Isabel Jonet e os bifes



Há pouco mais de duas semanas a presidente do Banco Alimentar Contra a Fome, Isabel Jonet, deu uma entrevista à Sic Notícias que me preocupou – e, diga-se, preocupou a inúmeras pessoas – bastante pelo tom e gravidade a que foi sujeita.
A primeira grande afirmação dada na entrevista compara o real com a felicidade: -“ há toda uma concepção de vida e de necessidade permanente de bens e consumo para uma satisfação das pessoas que conduz à felicidade que não é real”, disse. Nos dias que correm o consumo, segundo Jonet, não deve ser desenvolvido e muito menos ter essa “concepção” de vida e de necessidade permanente de bens para a satisfação das pessoas porque, assim, estamos a contribuir para a irrealidade e para a vida “acima das possibilidades”. O que me faz confusão é encontrar na população portuguesa esse tom de vida acima do que podemos viver quando os cortes têm sido cegos e por todo o lado, quando o salário mínimo é dos mais baixos da Europa e que se prepara para descer, quando a primeira refeição do dia para muitos crianças é o almoço na cantina, quando a taxa de desemprego em Portugal atinge valores superiores à media da UE, quando há um desequilíbrio claro entre as classes (os pobres e os ricos) que, segundo a Eurostat, em 2010, na Europa, o topo - rendimento monetário líquido equivalente mais elevado – era partilhado por 20% da população, a classe dos ricos, que recebiam 5 vezes mais do que o rendimento base - rendimento monetário líquido equivalente mais baixo – que correspondia à classe dos pobres, e poderia continuar a enumerar estatísticas e mais estatísticas para provar a miséria que Portugal atravessa nos dias que correm. Ultrapassando o limiar da pobreza, o risco de pobreza e de exclusão social em Portugal aumentou bem como em todo o continente europeu.
Porém, Isabel Jonet preferiu adoptar um tom eufemístico para classificar a população portuguesa dizendo que “Em Portugal não existe miséria”, e aí eu entendo que a concepção de vida possa ser irreal, pois, se isto não é a miséria mas apenas um “empobrecimento”, nem quero imaginar os factores e as consequências de viver na miséria…

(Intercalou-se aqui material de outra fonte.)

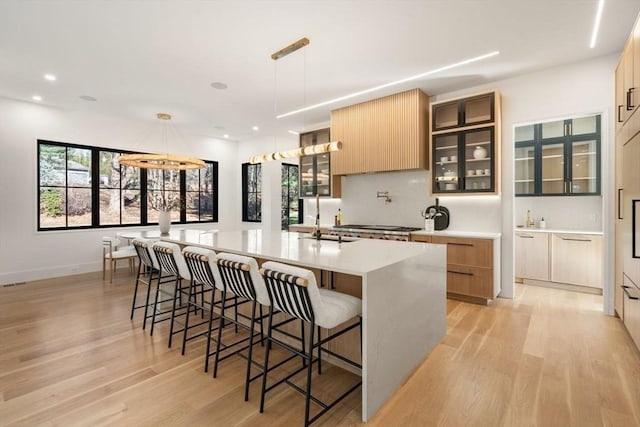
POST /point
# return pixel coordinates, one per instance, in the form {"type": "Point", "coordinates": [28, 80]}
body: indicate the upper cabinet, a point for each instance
{"type": "Point", "coordinates": [560, 158]}
{"type": "Point", "coordinates": [385, 134]}
{"type": "Point", "coordinates": [465, 145]}
{"type": "Point", "coordinates": [315, 170]}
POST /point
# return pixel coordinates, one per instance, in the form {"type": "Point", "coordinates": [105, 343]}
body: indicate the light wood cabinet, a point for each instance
{"type": "Point", "coordinates": [385, 134]}
{"type": "Point", "coordinates": [532, 255]}
{"type": "Point", "coordinates": [631, 317]}
{"type": "Point", "coordinates": [470, 274]}
{"type": "Point", "coordinates": [577, 259]}
{"type": "Point", "coordinates": [627, 274]}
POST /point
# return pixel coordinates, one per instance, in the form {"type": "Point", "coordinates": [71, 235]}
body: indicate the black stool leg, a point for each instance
{"type": "Point", "coordinates": [220, 327]}
{"type": "Point", "coordinates": [309, 354]}
{"type": "Point", "coordinates": [266, 359]}
{"type": "Point", "coordinates": [319, 352]}
{"type": "Point", "coordinates": [253, 322]}
{"type": "Point", "coordinates": [135, 290]}
{"type": "Point", "coordinates": [155, 304]}
{"type": "Point", "coordinates": [177, 295]}
{"type": "Point", "coordinates": [206, 358]}
{"type": "Point", "coordinates": [186, 319]}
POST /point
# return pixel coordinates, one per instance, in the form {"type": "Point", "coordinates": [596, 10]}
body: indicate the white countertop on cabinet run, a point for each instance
{"type": "Point", "coordinates": [403, 293]}
{"type": "Point", "coordinates": [452, 233]}
{"type": "Point", "coordinates": [357, 257]}
{"type": "Point", "coordinates": [559, 231]}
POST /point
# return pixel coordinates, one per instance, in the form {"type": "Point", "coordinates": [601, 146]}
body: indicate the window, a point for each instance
{"type": "Point", "coordinates": [291, 212]}
{"type": "Point", "coordinates": [251, 192]}
{"type": "Point", "coordinates": [86, 187]}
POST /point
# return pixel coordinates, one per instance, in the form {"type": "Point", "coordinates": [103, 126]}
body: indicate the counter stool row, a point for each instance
{"type": "Point", "coordinates": [218, 284]}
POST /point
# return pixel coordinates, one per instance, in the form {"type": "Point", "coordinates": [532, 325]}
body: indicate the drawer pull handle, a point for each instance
{"type": "Point", "coordinates": [460, 272]}
{"type": "Point", "coordinates": [626, 291]}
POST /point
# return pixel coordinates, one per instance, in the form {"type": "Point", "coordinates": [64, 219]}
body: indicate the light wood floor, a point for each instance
{"type": "Point", "coordinates": [69, 355]}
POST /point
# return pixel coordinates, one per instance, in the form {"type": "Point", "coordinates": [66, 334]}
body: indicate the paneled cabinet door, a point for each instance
{"type": "Point", "coordinates": [577, 259]}
{"type": "Point", "coordinates": [630, 194]}
{"type": "Point", "coordinates": [532, 255]}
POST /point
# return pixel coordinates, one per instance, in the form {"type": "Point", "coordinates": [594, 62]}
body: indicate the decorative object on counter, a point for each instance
{"type": "Point", "coordinates": [317, 233]}
{"type": "Point", "coordinates": [439, 214]}
{"type": "Point", "coordinates": [164, 221]}
{"type": "Point", "coordinates": [480, 153]}
{"type": "Point", "coordinates": [529, 220]}
{"type": "Point", "coordinates": [161, 161]}
{"type": "Point", "coordinates": [428, 215]}
{"type": "Point", "coordinates": [385, 194]}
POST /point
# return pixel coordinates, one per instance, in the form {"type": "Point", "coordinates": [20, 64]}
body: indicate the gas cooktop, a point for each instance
{"type": "Point", "coordinates": [373, 228]}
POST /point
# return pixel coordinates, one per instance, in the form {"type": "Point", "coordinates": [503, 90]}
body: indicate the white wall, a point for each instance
{"type": "Point", "coordinates": [575, 89]}
{"type": "Point", "coordinates": [26, 254]}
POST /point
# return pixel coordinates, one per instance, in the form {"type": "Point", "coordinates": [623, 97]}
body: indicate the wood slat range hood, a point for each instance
{"type": "Point", "coordinates": [384, 134]}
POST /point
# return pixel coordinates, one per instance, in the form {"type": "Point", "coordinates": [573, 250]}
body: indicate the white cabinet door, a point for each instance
{"type": "Point", "coordinates": [577, 259]}
{"type": "Point", "coordinates": [532, 255]}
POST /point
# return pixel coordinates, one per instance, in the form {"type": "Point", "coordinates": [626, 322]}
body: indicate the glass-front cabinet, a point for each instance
{"type": "Point", "coordinates": [315, 170]}
{"type": "Point", "coordinates": [464, 145]}
{"type": "Point", "coordinates": [558, 158]}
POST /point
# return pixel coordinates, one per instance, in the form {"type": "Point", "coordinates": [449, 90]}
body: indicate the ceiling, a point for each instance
{"type": "Point", "coordinates": [138, 58]}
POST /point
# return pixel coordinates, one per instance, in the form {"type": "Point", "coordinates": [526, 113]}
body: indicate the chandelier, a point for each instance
{"type": "Point", "coordinates": [161, 161]}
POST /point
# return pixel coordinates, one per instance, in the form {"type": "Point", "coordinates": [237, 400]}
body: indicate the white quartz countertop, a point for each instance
{"type": "Point", "coordinates": [357, 257]}
{"type": "Point", "coordinates": [451, 233]}
{"type": "Point", "coordinates": [552, 230]}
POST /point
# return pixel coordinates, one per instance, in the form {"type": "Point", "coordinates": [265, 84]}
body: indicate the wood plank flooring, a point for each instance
{"type": "Point", "coordinates": [69, 355]}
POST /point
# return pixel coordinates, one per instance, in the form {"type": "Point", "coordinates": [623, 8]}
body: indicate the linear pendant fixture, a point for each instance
{"type": "Point", "coordinates": [386, 85]}
{"type": "Point", "coordinates": [298, 152]}
{"type": "Point", "coordinates": [161, 161]}
{"type": "Point", "coordinates": [290, 49]}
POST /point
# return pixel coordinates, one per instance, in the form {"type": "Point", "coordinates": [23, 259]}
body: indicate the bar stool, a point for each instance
{"type": "Point", "coordinates": [239, 277]}
{"type": "Point", "coordinates": [148, 270]}
{"type": "Point", "coordinates": [113, 250]}
{"type": "Point", "coordinates": [294, 291]}
{"type": "Point", "coordinates": [172, 266]}
{"type": "Point", "coordinates": [201, 264]}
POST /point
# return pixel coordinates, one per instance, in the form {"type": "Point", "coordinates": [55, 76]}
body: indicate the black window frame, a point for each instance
{"type": "Point", "coordinates": [286, 207]}
{"type": "Point", "coordinates": [95, 190]}
{"type": "Point", "coordinates": [246, 192]}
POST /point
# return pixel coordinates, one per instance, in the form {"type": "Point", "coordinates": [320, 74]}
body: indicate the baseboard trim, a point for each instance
{"type": "Point", "coordinates": [564, 286]}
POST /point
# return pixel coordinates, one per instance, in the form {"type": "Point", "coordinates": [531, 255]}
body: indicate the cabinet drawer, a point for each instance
{"type": "Point", "coordinates": [467, 252]}
{"type": "Point", "coordinates": [577, 259]}
{"type": "Point", "coordinates": [475, 282]}
{"type": "Point", "coordinates": [631, 310]}
{"type": "Point", "coordinates": [420, 238]}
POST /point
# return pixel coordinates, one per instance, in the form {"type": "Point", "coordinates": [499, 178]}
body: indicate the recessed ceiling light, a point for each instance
{"type": "Point", "coordinates": [386, 85]}
{"type": "Point", "coordinates": [596, 24]}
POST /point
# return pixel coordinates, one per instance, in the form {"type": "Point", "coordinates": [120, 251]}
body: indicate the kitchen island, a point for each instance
{"type": "Point", "coordinates": [403, 293]}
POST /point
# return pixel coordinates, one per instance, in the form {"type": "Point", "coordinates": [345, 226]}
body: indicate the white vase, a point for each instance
{"type": "Point", "coordinates": [479, 152]}
{"type": "Point", "coordinates": [165, 222]}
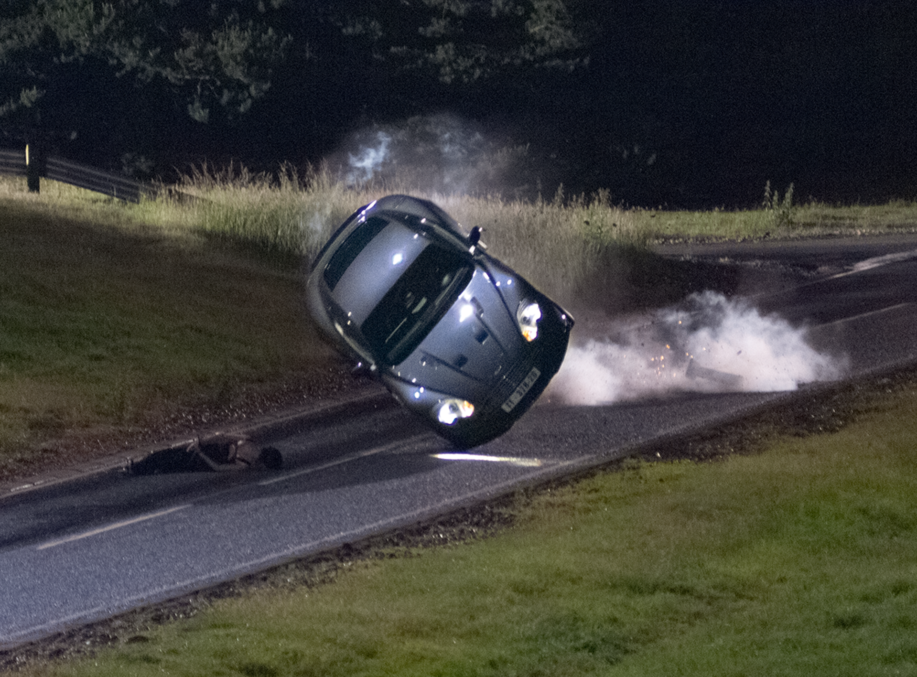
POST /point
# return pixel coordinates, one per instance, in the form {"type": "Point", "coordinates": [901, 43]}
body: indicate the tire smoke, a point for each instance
{"type": "Point", "coordinates": [712, 344]}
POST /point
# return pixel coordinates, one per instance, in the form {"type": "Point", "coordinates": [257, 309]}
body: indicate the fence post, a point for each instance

Mas as afirmações não ficam por aqui. Relativamente à miséria disse: “Se não temos dinheiro para comer bifes todos os dias, não comemos bifes todos os dias. E esse empobrecimento é porque comemos bifes todos os dias e achávamos que podíamos comer bifes todos os dias e não podemos”. Dá que pensar uma declaração destas, ainda mais por ser da presidente do Banco Alimentar Contra a Fome.
Se regredirmos até ao tempo da idade média, em que comer era sinal divino e deveria ser partilhado por todos em poucas quantidades, a coisa de hoje em dia consumir um bife de forma diária parece idiota. Somos todos idiotas por consumir um bife, pois ele deve ser de tal forma idolatrado que não devemos come-lo assim todos os dias. Quem comer um bife todos os dias está a contribuir para viver acima das suas possibilidades. Aliás, quem comer diariamente está a consumir diariamente e com isso está a viver acima do que devemos viver. Se regredirmos novamente e empobrecermos ainda mais, morrer à fome para ser mais directo, pode ser que aí já estejamos a viver conforme as nossas possibilidades e esqueçamos as estatísticas que provam que há portugueses que passam o limiar da pobreza, que têm privação material e alguns que têm privação material severa. Privação material entenda-se um indicador não monetário de condições de vida para medir a exclusão social. Este indicador se tiver a ausência de 3 dos 9 itens de avaliação, existe miséria. A (in)capacidade de fazer uma refeição com carne frango ou peixe de dois em dois dias é um desses indicadores.
Se supormos, por exemplo, que uma família não tem capacidades para ir uma semana de férias, que tem dívidas (ao banco, etc) e que não consegue “comer bifes todos os dias ou de dois em dois” está, então, na miséria.


Para Isabel Jonet, e para a sua visão retrógrada e irreal, nós não estamos nem na miséria nem na pobreza, estamos apenas “a empobrecer”. E se a “
necessidade de voltar a olhar para aquilo que é o mais básico” é viver na miséria imposta pelos governos e pelos cortes cegos, então voltemos à idade média e deixemos os carros para andar a galope, deixemos as roupas para vestir as armaduras, deixemos a paz e voltemos às conquistas!

PS: Caso não esteja presente na sua mente, e caso não saiba, quando as ditas “papas” aumentam a venda consideravelmente é sinal de que existem famílias portuguesas que têm vindo a substituir as refeições como “bifes” por apenas papas. E diz-me isto não ser miséria?